After she had to defend herself for parking in a handicapped spot, Jessica Long made a TikTok to tell people to be careful when making assumptions
It all started when a woman pulled up next to Jessica’s car and gave her a disrespectful look, saying she shouldn’t be parking there
But Jessica is an amputee — she doesn’t have legs
Jessica said her initial reaction when people shame her for parking in handicap spots is always hurt. “I get it, I don’t ‘look’ handicapped, but what does that even mean?! I’ve been through more surgeries than I can count. My whole life I’ve had to adapt. I rely on my handicap pass. Every day is different… some days my legs don’t hurt as bad, but for the most part, they cause me pain. So, when I park in a handicapped spot, I actually need it. There are some people who will abuse handicap parking, but mostly I believe people need it.”

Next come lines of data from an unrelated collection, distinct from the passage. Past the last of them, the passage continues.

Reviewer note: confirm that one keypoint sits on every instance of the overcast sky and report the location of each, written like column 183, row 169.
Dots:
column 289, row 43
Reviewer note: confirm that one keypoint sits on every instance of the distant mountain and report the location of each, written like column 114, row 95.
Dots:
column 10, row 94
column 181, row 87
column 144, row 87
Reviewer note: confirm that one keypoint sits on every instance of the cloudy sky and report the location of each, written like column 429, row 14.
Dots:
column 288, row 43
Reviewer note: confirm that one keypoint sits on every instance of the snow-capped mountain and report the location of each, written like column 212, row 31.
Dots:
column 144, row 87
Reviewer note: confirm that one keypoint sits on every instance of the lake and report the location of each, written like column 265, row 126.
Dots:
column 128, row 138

The woman whose video already has 4.2 million views was born with a birth defect called fibular hemimelia
650K people follow Jessica on TikTok and 57,000 on Instagram. It’s undeniable that she’s making an impact helping to reshape the way society sees disabled people. “I think people are afraid to ask questions because society says it’s rude, but a lot of times that translates to shame around the topic of disabilities,” she said. “I absolutely love sharing my story and journey with the world. I hope to educate how amputees use their prosthetic legs. We make it look easy and it’s a natural part of our everyday lives, but it’s also hard and can be painful.”
“My adoptive parents had those amputated when I was 18 months old so I could be fitted with prosthetic legs and learn to walk”

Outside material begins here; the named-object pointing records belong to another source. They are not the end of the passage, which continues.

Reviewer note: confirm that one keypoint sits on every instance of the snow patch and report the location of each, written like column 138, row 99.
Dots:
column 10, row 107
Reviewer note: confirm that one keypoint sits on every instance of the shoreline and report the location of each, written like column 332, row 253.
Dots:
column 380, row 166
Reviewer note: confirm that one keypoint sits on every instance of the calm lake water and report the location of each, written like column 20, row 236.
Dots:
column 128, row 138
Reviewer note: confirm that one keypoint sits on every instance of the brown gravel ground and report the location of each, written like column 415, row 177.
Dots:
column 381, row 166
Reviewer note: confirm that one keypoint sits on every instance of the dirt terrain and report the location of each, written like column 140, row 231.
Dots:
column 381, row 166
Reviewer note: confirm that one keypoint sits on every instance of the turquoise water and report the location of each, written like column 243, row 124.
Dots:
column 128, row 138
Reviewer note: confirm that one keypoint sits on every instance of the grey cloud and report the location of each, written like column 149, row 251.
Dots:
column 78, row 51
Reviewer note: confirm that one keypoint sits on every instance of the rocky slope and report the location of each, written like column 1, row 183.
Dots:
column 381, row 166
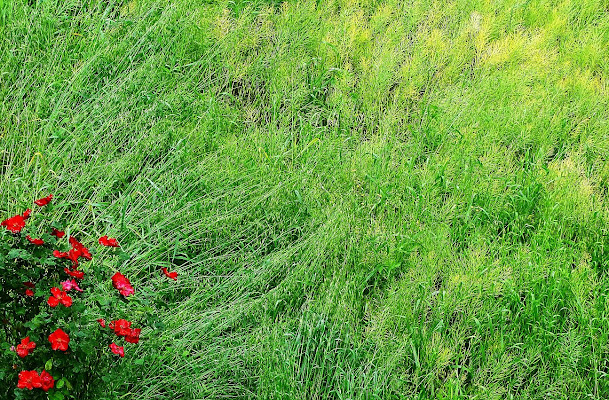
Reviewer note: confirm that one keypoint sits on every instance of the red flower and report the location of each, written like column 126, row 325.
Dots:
column 58, row 233
column 44, row 201
column 121, row 327
column 25, row 347
column 109, row 242
column 74, row 274
column 46, row 381
column 29, row 380
column 60, row 254
column 122, row 284
column 133, row 336
column 172, row 275
column 120, row 350
column 59, row 296
column 17, row 223
column 37, row 242
column 59, row 340
column 68, row 285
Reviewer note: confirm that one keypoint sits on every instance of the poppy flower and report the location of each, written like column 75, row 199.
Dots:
column 60, row 254
column 46, row 381
column 59, row 296
column 59, row 234
column 172, row 275
column 122, row 284
column 37, row 242
column 29, row 380
column 109, row 242
column 59, row 340
column 120, row 350
column 121, row 327
column 44, row 201
column 68, row 285
column 74, row 274
column 17, row 223
column 25, row 347
column 133, row 336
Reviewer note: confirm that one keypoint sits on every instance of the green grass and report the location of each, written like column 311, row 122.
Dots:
column 364, row 199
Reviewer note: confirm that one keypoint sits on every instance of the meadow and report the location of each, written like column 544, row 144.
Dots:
column 364, row 199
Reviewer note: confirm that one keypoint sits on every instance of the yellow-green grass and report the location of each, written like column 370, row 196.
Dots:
column 363, row 199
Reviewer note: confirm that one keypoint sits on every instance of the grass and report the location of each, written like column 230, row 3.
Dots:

Jessica is a great swimmer: she’s a 13-time Paralympic champion!
She began swimming in her grandparents’ pool and joined her first competitive team at age 10
At age 12, she became the youngest member of the US Paralympics team, winning 3 gold medals during her debut at the Athens 2004 Games
Having achieved so much, Jessica loves being an inspiration, but doesn’t want to be treated as “other.”
She said, “If I can do it with the challenges I face, you can too. What I don’t like is people commenting how ‘inspiring’ I am doing normal daily tasks like grocery shopping, getting coffee, or taking a walk. THAT is not inspiring. People can be inspired by my work ethic, career, healthy lifestyle, or positive attitude, but not me living my normal life.”